The stock of public sector energy utilities major Power Grid Corporation of India (Power Grid) has been trading in a range for the past three years. The stock has been a solid defensive, given that it doesn’t correct steeply during falls, thanks to the steady revenue visibility that it gets by virtue of having a sound order book. The Centre’s focus on electricity for all with all-day availability has helped it bag a fair share of power projects in the past. It also has a healthy pipeline to look forward to.

Being a solid dividend payer, investors with a two-three-year horizon would find it an ideal bet, especially given the political and macro events over the next few quarters.

As with several central PSUs (public sector undertakings), Power Grid too trades at reasonable or attractive price-earnings multiples of around 12.6 times its nine-month FY19 annualised earnings . At the current valuation multiples, the company’s share price is cheaper when compared to Adani Transmission’s PE ratio (around 38 times its nine-month FY19 annualised earnings).

Apart from attractive valuation, considering the large pipeline of projects and its ability to execute large projects regularly, Power Grid is a good bet for investors.

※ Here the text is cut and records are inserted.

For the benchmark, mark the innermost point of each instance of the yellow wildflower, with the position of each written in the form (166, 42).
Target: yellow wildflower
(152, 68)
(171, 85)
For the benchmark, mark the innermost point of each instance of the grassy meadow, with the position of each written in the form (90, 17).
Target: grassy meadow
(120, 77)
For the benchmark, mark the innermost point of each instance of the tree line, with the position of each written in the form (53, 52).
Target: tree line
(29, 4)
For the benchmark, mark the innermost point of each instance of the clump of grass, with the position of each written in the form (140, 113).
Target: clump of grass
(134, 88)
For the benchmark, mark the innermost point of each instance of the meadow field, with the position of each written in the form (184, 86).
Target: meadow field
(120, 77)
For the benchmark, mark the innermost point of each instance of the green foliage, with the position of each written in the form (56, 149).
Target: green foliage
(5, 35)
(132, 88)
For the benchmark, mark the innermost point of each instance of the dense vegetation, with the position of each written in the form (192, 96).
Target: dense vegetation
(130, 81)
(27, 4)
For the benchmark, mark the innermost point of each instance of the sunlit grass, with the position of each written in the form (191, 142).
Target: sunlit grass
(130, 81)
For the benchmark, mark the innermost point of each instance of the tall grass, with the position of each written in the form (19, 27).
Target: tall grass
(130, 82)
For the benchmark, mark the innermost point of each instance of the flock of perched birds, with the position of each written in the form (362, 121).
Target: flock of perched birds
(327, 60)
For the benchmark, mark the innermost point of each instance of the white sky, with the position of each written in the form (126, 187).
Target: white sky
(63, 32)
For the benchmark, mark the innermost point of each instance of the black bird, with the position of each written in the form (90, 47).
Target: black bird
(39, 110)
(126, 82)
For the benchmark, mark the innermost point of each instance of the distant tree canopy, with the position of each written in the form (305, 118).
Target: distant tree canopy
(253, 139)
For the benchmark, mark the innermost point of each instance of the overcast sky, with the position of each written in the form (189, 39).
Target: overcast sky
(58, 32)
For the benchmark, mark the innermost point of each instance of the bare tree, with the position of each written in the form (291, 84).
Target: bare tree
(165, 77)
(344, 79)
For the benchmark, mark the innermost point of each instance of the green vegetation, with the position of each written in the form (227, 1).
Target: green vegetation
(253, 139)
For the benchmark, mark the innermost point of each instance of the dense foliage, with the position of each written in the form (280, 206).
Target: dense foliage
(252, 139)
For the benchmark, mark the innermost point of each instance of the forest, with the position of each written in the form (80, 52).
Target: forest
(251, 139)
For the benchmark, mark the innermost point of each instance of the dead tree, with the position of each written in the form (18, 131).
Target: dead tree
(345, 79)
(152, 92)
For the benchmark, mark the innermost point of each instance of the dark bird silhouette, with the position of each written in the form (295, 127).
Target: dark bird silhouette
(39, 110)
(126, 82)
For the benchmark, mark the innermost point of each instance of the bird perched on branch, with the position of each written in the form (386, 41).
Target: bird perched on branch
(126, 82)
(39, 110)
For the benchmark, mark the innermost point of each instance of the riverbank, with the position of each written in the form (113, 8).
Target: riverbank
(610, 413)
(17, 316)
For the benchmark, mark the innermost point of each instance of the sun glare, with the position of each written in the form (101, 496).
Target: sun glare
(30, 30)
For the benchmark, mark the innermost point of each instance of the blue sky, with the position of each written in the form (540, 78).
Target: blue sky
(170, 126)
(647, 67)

The company’s dividend yield has improved over the past three financial years to 2.71 per cent in FY18. The total capital work-in-progress, or projects under execution, stood at ₹40,262 crore and gives it good visibility for the next two years.

Steady revenue visibility

The Centre’s 24/7 power-for-all scheme has meant that Power Grid received a large number of projects for execution. As the targets get achieved across the country, the company may have fewer new projects in the space. But the existing work-in-hand (projects awarded) gives a visibility of at least ₹20,000 crore worth of contracts to be executed over the next two years.

One aspect to note is that the guaranteed after-tax return-on-equity on projects (of 15.5 per cent) in the new tariff policy will not apply to future projects. This is also because most of the new projects the company expects to take up will come through tariff-based competitive bidding (TBCB) processes.

Around ₹15,700 crore worth of TBCB projects are expected to be awarded within the next one year and Power Grid expects to bag a significant share. These projects have to be commissioned by December 2020 and December 2021. This means that more revenue-earning projects will go onstream over the next couple of years.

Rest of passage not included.